Minor skirmishes and sniping continued into 11 June as mopping up operations harassed small groups of Germans in Morlancourt and forced them down the valley towards Sailly-Laurette. German artillery, supported by German aircraft, continued to harass the Australians until later that day, after which it became clear to the Australians that no further counter-attacks would eventuate. During the battle, a total of 325 Germans were taken prisoner, while the Australians lost 400 killed or wounded. Following the assault, the 2nd Division was placed into corps reserve, and the 7th Brigade was relieved by Brigadier General Edwin Tivey's 8th Brigade on 14/15 June, after which it was moved back to Allonville.
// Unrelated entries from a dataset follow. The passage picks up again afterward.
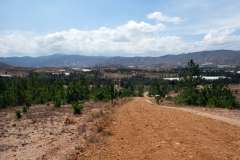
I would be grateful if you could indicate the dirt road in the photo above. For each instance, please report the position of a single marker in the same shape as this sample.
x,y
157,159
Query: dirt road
x,y
147,131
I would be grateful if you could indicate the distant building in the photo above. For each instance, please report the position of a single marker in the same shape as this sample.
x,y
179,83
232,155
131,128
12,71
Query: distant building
x,y
76,68
203,77
5,75
86,70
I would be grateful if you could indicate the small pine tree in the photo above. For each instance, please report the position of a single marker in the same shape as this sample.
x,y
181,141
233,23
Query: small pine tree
x,y
57,102
77,108
24,109
18,114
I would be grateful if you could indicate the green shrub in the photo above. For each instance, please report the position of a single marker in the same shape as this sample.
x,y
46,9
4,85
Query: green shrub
x,y
107,133
77,108
236,92
78,147
169,98
18,114
94,115
57,102
28,103
24,109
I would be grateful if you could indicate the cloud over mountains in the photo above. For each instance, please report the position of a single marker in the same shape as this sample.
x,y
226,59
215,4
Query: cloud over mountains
x,y
130,39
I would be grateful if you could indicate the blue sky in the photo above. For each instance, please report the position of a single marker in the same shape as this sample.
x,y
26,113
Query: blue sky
x,y
117,28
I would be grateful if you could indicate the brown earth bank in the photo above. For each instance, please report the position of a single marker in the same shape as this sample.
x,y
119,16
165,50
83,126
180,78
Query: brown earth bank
x,y
143,130
45,132
136,128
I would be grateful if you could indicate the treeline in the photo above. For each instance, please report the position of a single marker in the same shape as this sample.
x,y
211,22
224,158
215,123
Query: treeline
x,y
216,94
38,90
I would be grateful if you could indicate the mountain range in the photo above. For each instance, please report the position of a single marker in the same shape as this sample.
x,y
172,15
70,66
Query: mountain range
x,y
212,58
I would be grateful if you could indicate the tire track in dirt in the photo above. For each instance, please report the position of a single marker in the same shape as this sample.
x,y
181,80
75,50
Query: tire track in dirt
x,y
147,131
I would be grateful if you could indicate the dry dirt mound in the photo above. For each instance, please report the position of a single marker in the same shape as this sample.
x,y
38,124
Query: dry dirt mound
x,y
147,131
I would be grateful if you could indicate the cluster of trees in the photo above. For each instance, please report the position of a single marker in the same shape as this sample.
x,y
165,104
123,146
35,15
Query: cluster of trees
x,y
21,91
216,94
37,90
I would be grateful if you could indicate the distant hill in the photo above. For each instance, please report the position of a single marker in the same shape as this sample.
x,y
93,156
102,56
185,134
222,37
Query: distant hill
x,y
56,60
3,64
212,58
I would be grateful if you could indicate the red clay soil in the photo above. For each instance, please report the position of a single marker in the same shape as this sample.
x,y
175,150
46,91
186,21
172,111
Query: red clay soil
x,y
148,131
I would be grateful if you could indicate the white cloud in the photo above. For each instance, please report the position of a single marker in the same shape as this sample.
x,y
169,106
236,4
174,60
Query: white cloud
x,y
131,39
162,18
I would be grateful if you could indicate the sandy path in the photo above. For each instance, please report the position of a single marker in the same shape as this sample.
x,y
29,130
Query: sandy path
x,y
147,131
231,120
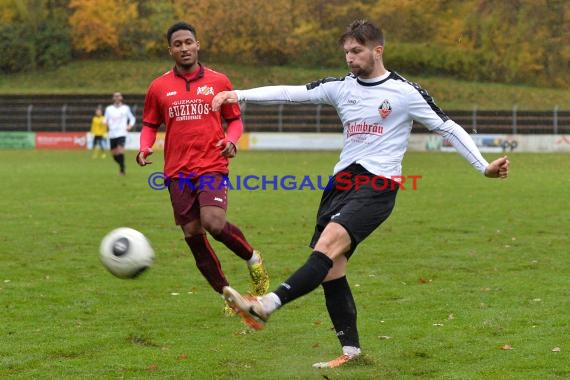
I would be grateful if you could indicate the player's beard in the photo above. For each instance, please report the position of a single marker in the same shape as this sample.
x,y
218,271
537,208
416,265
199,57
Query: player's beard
x,y
365,70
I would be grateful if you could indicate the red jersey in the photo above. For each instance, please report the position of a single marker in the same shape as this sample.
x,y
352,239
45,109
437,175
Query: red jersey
x,y
184,105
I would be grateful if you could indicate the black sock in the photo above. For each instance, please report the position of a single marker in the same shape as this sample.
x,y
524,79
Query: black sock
x,y
342,311
306,278
207,261
121,160
233,238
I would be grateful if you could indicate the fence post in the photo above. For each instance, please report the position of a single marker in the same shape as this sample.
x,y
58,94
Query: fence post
x,y
134,111
515,108
474,119
318,126
63,117
280,118
555,119
29,117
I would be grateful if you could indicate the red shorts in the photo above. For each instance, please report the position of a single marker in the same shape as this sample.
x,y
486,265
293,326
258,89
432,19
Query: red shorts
x,y
188,195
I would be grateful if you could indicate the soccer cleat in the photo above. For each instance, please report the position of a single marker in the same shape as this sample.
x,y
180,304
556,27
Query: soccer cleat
x,y
247,307
259,277
344,358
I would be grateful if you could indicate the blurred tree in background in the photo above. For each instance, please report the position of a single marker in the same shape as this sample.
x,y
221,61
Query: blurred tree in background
x,y
510,41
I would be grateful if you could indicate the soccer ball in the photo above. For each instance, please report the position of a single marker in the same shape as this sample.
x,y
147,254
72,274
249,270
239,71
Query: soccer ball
x,y
126,252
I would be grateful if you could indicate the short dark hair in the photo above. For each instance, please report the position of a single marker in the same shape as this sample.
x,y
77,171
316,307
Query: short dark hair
x,y
179,26
364,32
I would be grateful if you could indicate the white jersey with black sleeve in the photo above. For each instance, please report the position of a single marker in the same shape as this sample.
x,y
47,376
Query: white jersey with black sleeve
x,y
376,115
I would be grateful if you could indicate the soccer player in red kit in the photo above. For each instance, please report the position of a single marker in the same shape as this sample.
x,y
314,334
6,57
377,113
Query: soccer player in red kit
x,y
196,153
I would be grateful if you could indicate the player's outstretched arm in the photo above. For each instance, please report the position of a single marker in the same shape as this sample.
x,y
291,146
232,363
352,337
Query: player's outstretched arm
x,y
498,168
222,98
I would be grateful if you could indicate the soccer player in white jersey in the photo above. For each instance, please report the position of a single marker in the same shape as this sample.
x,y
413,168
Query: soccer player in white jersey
x,y
377,108
119,120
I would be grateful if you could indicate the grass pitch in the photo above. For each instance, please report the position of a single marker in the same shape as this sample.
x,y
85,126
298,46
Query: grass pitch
x,y
468,279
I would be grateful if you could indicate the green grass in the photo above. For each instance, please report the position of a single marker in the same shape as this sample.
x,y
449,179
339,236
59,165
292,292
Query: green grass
x,y
463,267
105,77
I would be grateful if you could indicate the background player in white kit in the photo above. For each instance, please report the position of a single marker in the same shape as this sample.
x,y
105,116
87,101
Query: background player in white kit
x,y
377,108
120,120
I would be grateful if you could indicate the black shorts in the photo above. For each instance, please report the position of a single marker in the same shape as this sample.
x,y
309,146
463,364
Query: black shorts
x,y
117,141
357,204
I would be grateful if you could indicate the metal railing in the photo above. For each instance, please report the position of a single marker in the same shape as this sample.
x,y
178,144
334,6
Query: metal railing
x,y
66,114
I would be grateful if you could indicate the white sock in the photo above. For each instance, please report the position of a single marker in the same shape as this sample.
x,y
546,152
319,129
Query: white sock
x,y
270,302
254,259
351,351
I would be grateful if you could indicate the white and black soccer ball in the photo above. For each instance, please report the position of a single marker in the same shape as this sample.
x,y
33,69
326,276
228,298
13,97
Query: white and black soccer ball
x,y
126,252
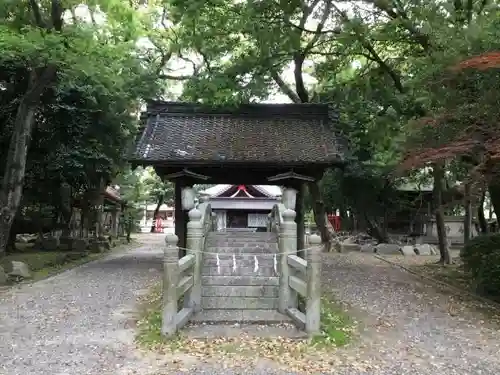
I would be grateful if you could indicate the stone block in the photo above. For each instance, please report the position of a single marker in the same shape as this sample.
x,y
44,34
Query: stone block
x,y
3,276
50,244
348,247
408,250
266,260
425,249
97,246
388,249
239,280
239,291
227,270
20,270
243,303
367,248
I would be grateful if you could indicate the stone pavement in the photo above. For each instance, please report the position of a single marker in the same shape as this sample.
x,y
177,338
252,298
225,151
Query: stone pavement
x,y
81,322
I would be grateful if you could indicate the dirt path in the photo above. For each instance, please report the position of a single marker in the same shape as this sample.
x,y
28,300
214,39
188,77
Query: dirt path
x,y
79,322
410,326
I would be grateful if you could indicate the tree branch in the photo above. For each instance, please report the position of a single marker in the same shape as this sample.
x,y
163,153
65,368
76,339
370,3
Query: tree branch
x,y
285,88
319,28
37,14
56,12
373,55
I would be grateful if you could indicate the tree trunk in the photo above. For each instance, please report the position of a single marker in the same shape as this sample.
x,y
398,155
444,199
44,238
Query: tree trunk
x,y
320,214
438,174
494,190
468,212
483,225
161,198
15,166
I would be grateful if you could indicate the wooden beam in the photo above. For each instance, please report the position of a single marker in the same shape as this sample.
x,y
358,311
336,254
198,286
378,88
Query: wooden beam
x,y
291,175
238,174
186,173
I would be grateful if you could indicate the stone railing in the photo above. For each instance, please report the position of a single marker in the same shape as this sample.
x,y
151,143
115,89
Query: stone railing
x,y
182,277
299,276
275,218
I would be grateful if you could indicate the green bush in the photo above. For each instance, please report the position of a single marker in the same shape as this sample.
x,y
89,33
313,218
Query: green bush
x,y
481,257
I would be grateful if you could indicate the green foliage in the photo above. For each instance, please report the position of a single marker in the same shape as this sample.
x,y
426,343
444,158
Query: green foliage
x,y
481,257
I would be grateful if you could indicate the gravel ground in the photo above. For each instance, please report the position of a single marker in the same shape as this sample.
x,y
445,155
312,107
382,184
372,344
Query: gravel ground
x,y
410,326
79,322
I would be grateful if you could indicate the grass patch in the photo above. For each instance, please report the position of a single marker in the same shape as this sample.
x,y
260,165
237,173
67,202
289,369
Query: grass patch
x,y
43,264
336,326
337,330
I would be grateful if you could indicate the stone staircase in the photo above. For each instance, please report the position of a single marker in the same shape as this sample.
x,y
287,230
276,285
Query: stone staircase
x,y
239,279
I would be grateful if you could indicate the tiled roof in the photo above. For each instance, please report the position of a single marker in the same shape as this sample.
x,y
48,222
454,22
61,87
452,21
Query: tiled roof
x,y
273,133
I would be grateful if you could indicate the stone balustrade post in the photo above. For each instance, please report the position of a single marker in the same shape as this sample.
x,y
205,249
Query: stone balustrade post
x,y
313,300
194,244
170,282
287,246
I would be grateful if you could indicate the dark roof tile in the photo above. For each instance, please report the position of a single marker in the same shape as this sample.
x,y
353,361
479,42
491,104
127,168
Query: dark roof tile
x,y
285,133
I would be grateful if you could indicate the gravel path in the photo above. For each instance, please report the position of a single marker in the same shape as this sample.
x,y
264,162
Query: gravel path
x,y
78,322
410,327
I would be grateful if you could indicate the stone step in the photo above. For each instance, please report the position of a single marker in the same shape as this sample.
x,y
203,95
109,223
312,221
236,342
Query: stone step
x,y
240,243
227,260
239,280
240,291
242,235
239,316
267,249
241,270
239,303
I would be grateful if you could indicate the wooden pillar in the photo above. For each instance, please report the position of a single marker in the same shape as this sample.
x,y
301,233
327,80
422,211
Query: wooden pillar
x,y
115,214
195,245
287,246
313,299
170,283
180,218
300,219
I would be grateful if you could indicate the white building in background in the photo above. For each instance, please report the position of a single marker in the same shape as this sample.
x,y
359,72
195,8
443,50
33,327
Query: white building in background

The next significant action for the Australians on the Western Front would be launched around Hamel on 4 July. This would be a rehearsal for the Allied Hundred Days Offensive that began on 8 August 1918, which ultimately ended the war following an armistice in November. Before this, though, the Germans launched the fifth and final attack of their Spring Offensive on 15 July at the Second Battle of the Marne. Although this attack was defeated in three days, it demonstrated that the Germans still held offensive intent, and that in theory, Amiens was still under threat despite the earlier defensive actions. As a result, the commander of the Australian 5th Division, Major General Talbot Hobbs, began planning further offensive actions south of Morlancourt, in the sector held by the 8th Brigade with a view to disrupting German defences and eliminating observation posts that were being used by snipers and artillery observers. On 29 July, about a week prior to the launch of the main Allied offensive, the 8th Brigade launched a limited offensive action around Beacon Hill. The attack proved successful, after which the Australians were withdrawn and replaced by British troops. Although successful in securing around 100 prisoners, and a large number of machine guns and other heavy weapons, the operation was later criticised by Major General John Fuller as being unnecessary and inviting German reprisals, which later disrupted the efforts of III Corps in the sector at the start of the Allied offensive.